Somewhere in France – 25th March 1916

Apparently there’s a song: When Verey Lights are Shining to the tun of When Irish Eyes are Smiling

Henry Tod is in the trenches once again …

25th March 1916

I am writing this from the trenches  in a fairly good dug-out, full at the moment with slumbering forms and they make a fine orchestra. We have had a lot more snow and things are as bad as ever. However, things are pretty quiet over the way, [I assume he means the German lines] except for rifle grenades. a comparatively new toy, which are always coming over and find a victim now and again. We of course retaliate in kind, but exact results unknown.

I was out last night with a party putting up a fresh belt of wire in advance of our existing wire, which is too near our trenches and in rather damaged condition. It was quite exciting while it lasted; it always is in the middle of no man’s land. [Henry is such an understated guy.] All went well for the first hour or so and we had done about 30 yards when they heard us and sent up one of their Verey lights [flares]. This was followed by a burst of rifle fire but we got down in time and the shooting moreover was pretty bad. We lay low until they shut up then resumed operations.

Again they spotted us and this time they opened on us with a couple of machine guns. We got down flat as pancakes and those who could rolled into the nearest shell-holes. There they kept us quite a long time while they played up and down our pitch and sending up plenty of flares.

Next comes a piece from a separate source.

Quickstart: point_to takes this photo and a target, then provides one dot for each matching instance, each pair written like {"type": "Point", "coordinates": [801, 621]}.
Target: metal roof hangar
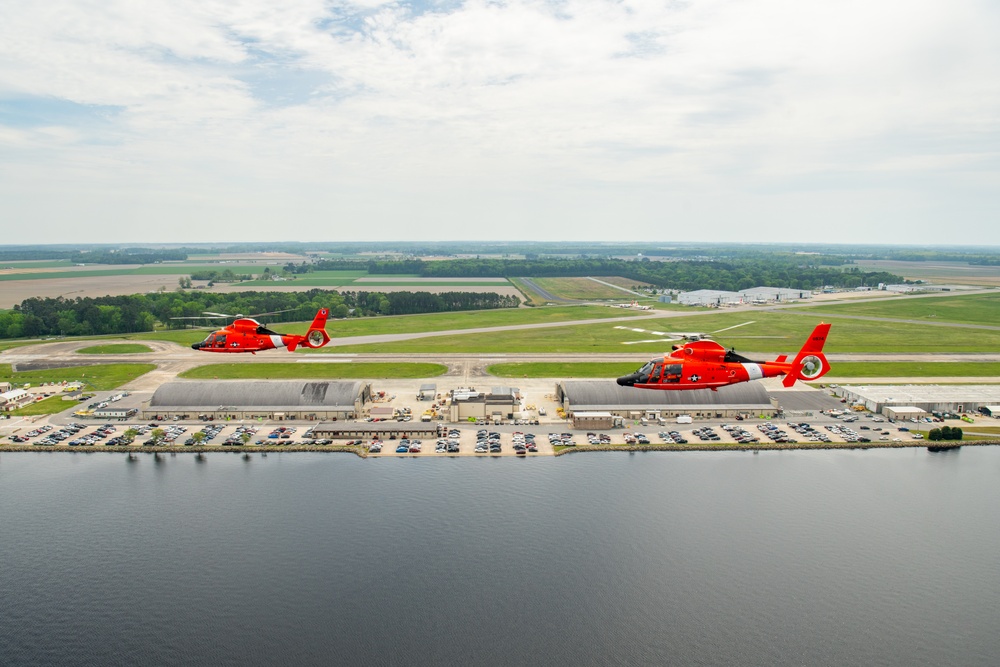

They were firing a shade high and the bullets were splattering the sandbags of our parapet and pinging the wire just inches above us. As long as we didn’t move we were all right as it is difficult to spot immovable objects in the dark, and the light rockets give you some warning before bursting into light. There were fifteen of us and scattered all over the place and the next thing was to get them in when the chance offered.

When they [the Germans] had expended enough ammunition to wipe out an army corps, they ceased firing and after ascertaining we had no casualties, I gave the word to get back into the trench. It was a job in itself to get through our own barbed wire and as pants and puttees ripped the language was something dreadful. I am glad the damage was no worse and so was the captain who was anxiously awaiting us on the forested. I am now second in command of the company but suppose my second star (full loot) will arrive sometime after the war is over.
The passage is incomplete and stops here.